The rest of the Old Testament consistently tells of example after example of God graciously providing while people who having tasted God’s mercy continually turn away from Him. Even Cain was provided for in the wilderness.
Both the Old and New Testament tell a complete story of grace and promise of salvation, of unconditional love and mercy unfolding throughout history. One God, administering one program of salvation. When we isolate an act of God without remembering His intiaition of grace and mercy first, we miss everything.
Yes, there are consequences for turning away from a perfectly righteous and holy God who rightfuly adminsters eternal justice. But God doesn’t force anyone to spend eternity with Him whose hardened heart doesn’t want to be with Him in this life.
The radial acts of love demonstrated by Jesus in the New Testament are equally measured by the radical acts of grace in the Old Testament. Page after page in the Old Testament testifies to this. Equally, the judgement of God over people in the Old Testament is matched by Jesus’ own words; while He spoke much about love and mercy, He spoke more of hell and judgement than anyone else.
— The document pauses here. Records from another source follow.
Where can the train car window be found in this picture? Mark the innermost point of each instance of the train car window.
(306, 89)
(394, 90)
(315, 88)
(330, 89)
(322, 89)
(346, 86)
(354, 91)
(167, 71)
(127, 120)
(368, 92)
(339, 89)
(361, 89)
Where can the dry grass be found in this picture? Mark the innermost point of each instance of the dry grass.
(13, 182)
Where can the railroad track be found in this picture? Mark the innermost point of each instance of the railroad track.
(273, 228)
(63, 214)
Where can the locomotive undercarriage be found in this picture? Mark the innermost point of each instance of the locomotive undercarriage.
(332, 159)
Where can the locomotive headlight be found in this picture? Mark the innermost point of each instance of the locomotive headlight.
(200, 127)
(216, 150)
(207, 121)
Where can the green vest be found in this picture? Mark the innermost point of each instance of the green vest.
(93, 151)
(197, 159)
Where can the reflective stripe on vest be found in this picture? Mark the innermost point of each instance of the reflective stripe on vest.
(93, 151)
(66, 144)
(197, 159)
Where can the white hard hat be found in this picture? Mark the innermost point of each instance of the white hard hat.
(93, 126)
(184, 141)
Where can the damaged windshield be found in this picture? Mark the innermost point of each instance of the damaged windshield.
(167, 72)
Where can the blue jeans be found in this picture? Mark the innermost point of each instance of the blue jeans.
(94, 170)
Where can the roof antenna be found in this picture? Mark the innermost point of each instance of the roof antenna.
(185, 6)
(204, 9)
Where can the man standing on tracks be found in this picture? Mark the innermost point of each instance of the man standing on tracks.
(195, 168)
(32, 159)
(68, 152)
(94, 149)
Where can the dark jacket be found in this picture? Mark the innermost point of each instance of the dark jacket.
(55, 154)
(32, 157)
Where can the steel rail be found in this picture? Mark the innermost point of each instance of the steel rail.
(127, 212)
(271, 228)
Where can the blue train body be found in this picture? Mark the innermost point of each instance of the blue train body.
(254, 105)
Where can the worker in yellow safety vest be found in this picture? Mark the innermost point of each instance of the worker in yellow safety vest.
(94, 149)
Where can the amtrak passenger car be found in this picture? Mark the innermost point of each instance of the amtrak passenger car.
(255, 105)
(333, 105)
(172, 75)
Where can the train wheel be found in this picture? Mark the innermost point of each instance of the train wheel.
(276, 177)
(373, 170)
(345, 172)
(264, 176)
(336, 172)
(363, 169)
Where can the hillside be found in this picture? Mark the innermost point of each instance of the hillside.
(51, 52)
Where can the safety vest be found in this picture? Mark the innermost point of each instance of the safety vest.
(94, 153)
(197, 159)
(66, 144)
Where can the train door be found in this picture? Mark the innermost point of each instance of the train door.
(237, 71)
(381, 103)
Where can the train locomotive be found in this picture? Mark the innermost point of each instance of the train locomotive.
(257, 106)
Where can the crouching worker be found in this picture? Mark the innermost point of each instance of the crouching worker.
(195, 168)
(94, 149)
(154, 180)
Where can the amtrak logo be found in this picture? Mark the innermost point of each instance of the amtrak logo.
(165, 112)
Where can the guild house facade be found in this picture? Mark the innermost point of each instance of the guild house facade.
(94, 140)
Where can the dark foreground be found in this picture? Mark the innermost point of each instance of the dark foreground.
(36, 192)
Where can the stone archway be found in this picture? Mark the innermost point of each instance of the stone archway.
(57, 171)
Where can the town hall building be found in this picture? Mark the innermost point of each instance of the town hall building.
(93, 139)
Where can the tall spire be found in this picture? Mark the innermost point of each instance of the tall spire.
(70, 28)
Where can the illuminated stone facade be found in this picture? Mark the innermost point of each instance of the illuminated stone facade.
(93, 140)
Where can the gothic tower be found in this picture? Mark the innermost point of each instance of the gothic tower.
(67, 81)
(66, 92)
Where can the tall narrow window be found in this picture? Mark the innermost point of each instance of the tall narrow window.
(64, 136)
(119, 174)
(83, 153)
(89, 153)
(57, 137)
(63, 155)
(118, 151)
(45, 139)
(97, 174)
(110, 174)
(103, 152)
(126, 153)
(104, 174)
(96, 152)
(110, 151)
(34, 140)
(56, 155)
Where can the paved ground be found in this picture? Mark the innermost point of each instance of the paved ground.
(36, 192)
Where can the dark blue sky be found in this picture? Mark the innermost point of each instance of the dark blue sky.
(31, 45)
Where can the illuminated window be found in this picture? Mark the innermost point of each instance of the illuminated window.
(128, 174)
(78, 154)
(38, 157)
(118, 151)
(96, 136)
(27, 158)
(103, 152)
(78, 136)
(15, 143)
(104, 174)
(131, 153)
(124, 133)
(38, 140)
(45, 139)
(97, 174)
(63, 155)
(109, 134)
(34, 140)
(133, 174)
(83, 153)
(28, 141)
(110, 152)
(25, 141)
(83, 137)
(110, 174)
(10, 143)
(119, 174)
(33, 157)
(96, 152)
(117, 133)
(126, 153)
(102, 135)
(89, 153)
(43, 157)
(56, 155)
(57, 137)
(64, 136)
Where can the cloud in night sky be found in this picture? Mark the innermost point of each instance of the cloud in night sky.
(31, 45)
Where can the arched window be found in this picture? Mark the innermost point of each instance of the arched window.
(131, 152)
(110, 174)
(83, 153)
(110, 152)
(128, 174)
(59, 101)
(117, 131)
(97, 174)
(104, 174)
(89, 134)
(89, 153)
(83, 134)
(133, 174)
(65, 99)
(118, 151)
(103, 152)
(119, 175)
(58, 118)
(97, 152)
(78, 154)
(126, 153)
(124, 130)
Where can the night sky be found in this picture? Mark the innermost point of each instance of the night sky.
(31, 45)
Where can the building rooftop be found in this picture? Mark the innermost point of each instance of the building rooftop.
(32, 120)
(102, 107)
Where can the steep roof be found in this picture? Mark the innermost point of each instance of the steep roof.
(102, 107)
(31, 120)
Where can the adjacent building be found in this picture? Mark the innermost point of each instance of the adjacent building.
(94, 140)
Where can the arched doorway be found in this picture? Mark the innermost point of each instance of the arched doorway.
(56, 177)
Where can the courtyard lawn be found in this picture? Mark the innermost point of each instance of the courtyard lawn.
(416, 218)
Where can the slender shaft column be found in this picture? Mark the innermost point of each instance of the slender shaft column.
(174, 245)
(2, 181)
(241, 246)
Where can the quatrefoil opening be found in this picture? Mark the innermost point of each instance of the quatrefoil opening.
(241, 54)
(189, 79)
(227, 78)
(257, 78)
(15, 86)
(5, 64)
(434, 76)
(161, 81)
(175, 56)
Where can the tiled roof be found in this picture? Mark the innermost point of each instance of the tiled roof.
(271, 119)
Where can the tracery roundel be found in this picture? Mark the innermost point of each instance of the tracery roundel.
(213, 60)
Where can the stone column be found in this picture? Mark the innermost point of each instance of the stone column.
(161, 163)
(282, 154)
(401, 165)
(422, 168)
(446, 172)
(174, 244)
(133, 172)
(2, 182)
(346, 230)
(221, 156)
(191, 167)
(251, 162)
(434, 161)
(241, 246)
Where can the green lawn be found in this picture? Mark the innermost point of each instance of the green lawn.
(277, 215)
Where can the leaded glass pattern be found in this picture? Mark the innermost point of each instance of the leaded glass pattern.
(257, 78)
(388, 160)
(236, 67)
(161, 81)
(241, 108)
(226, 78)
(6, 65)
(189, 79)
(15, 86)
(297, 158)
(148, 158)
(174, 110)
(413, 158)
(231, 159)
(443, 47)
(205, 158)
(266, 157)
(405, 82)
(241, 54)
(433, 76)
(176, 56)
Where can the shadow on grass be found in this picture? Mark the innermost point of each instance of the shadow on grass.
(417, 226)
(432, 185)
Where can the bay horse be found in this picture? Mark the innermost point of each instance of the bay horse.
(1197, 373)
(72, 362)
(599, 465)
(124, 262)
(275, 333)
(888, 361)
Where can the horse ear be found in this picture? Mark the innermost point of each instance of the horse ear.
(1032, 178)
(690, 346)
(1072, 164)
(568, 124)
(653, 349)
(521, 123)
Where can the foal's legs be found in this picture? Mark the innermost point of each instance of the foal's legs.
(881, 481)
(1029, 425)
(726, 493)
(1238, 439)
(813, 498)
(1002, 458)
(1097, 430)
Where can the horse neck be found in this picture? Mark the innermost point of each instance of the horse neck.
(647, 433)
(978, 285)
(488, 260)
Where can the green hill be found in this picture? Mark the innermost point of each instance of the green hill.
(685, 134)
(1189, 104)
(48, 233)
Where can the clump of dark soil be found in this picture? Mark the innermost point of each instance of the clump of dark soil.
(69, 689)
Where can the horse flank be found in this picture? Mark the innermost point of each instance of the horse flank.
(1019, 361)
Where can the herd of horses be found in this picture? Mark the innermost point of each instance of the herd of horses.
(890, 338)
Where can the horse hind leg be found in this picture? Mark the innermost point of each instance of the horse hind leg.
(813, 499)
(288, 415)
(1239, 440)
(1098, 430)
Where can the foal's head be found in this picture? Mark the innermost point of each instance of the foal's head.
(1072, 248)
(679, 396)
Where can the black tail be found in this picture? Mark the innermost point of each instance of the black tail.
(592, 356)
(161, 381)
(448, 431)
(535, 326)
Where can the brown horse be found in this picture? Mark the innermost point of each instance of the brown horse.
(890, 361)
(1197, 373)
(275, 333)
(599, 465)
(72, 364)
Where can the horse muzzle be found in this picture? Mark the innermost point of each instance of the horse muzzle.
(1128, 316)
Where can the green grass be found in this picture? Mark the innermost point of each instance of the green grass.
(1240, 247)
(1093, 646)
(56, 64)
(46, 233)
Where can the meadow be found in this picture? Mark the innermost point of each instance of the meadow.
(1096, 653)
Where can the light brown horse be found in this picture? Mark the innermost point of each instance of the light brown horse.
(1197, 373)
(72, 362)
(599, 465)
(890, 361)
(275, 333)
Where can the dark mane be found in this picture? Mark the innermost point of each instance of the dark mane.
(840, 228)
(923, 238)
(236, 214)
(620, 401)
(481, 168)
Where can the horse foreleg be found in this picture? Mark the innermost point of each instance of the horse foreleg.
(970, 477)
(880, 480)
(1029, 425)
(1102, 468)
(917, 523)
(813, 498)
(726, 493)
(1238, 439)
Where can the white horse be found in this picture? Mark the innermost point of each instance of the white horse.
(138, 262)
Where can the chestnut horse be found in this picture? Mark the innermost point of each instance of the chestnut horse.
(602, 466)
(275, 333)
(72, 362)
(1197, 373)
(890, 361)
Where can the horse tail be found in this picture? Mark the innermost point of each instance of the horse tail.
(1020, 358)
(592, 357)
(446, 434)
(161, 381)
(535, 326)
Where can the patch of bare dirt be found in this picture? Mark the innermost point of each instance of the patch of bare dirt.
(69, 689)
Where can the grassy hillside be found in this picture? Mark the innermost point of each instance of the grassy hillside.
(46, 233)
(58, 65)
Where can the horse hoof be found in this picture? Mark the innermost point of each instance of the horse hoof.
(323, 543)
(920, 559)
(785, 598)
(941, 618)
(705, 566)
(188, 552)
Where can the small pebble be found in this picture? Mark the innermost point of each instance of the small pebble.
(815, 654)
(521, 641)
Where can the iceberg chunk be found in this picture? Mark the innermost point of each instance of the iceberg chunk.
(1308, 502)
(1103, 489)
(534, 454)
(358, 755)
The Bible never separates God’s grace from judgement. If there were no judgement, there could be no grace.
However, we want to separate the two; heaven and hell, judgement and love. For various reasons, we do not want to believe that a loving God would also be a God of judgement because we personally strive to not be judgmental. But some judgement is good and we exercise it daily. For us to have compassion do we not have to judge? Compassion begins with identifying an action and declaring that it is wrong (judging the actions taken against the innocent). Do we want a judge presiding over a criminal trial not to be judgmental? Of course not. We desire justice, a universal truth. There is a judgment that is negative; often the type found when we unfairly criticize another. But then there is righteous judgment that comes over the guilty. Let’s not confuse the two. God’s judgement, seen in the whole Bible, is perfectly just over a people that constantly turn from Him in sin. Even though we are born into sin, deserving of nothing from God, He still pursues us, suffered with us, and grants salvation through grace alone.